Thanks to TikTok, I now know the difference between a narcissist, a sociopath, and just a dude named Kyle who peaked in high school. Growth.

TikTok 303: Cooking for the Clueless

Home EC used to be a thing. I never had it. But TikTok gave me chefs, home cooks, and air fryer fanatics who taught me that garlic should never be sautéed on high heat and that seasoning is not optional.

I watched a 60-second video on how to properly cook salmon, and now I serve dinner to guests like I’m hosting a Food Network pilot. Last week, someone asked me what my reduction sauce was made of. I said, “Confidence and a recipe I saw on @ChefDaddyDan’s TikTok.”

They didn’t even blink.

TikTok 404: The Lie of the “Traditional Path”

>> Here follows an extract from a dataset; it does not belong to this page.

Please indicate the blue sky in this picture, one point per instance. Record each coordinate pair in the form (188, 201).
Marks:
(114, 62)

If school was a GPS, it had one route: College → Job → Marriage → Mortgage → Crying in a minivan.

TikTok? It’s more like Waze. There are detours. Shortcuts. Scenic routes involving van life, Etsy stores, freelance writing, OnlyFans (no judgment), and making six figures selling Notion templates.

One woman made a million dollars selling digital planners. Another guy teaches people how to make passive income using vending machines. Meanwhile, I once got an A+ in Advanced Chemistry and still struggle to remember how many teaspoons are in a tablespoon.

But Seriously, Though...

I’m not saying school is useless. It gave me structure. It taught me discipline. It introduced me to the fine art of surviving on vending machine snacks and caffeine. But school also assumed I’d absorb life skills through osmosis. TikTok filled in the gaps—not with lectures or textbooks, but with humor, accessibility, and bite-sized wisdom that actually sticks.

It’s not perfect. There’s misinformation, grifters, and way too many self-proclaimed “life coaches” who look like they’re 19 and have never paid rent. But there’s also a community—a chaotic, ever-evolving classroom where people teach what they know, because someone else needs it.

In a world where student loans are endless and diplomas are no longer golden tickets, TikTok gave me something school never did:

A syllabus for surviving actual life.

And I didn’t even have to carry a backpack.